The former finance minister said while shortcuts in governance may appear to work for a while, they wreak long-term havoc on the institutional capability of a nation.

"What is clear is that there is no secure basis for long-term growth without a return to strong institutions, transparency and good government.

"The challenges of economic development, nation-building and institutional integrity are linked, more so in complex countries like Malaysia.

"The success of Asean collaborative measures depends on the core countries taking a lead, and it is in everyone’s interest that these countries have strong democratic institutions and the rule of law.



Going from crisis to crisis


"When countries lack good governance and transparency, domestic economies falter, domestic politics goes from crisis to crisis, and the country turns inwards and away from engaging constructively with the real world and with their neighbours."

Tengku Razaleigh said the economic success of Asean economies up to the 90s was based, in part, on the superiority of their institutional frameworks to those of Eastern Europe and South America. In the early days, Malaysia and Singapore played leading roles in Asean.

“The present Prime Minister (Najib Abdul Razak) has made some helpful gestures towards liberalising the economy and pursuing more multiracial policies.

“These initiatives, however, must do more than skim the surface of what must be done.

"Malaysia is in need of fundamental reforms. The reforms we need include, at minimum:

- An overhaul of the party system which rules out racially exclusive parties from facing directly contesting elections. This will inaugurate a new era of post-racial politics.

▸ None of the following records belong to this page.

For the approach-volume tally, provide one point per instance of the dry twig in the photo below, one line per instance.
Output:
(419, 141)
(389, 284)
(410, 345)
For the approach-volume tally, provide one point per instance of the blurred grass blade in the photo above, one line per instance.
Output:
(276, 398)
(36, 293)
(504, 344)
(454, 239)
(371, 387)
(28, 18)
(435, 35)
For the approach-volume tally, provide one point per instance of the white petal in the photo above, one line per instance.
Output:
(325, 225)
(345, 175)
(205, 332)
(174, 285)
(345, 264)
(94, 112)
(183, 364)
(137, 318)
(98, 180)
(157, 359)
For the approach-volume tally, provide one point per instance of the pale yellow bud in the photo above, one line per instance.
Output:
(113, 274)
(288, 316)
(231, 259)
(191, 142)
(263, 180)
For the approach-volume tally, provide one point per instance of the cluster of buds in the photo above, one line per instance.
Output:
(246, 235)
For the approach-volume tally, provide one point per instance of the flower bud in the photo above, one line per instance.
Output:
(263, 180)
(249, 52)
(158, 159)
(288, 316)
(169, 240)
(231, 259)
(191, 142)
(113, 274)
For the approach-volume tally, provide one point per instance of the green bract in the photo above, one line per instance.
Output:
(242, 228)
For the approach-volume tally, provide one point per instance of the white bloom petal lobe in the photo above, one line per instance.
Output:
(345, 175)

- The restoration of the independence of the judiciary and the freedom of the media, and

- An all-out war on corruption, the root of all the evils in nation-building and economic development.

"The greater economic collaboration we aspire to in Asean requires that we pay attention to the internal conditions in each country that make it possible.

"We need to place the promotion of governance and institutional reform on the Asean agenda.”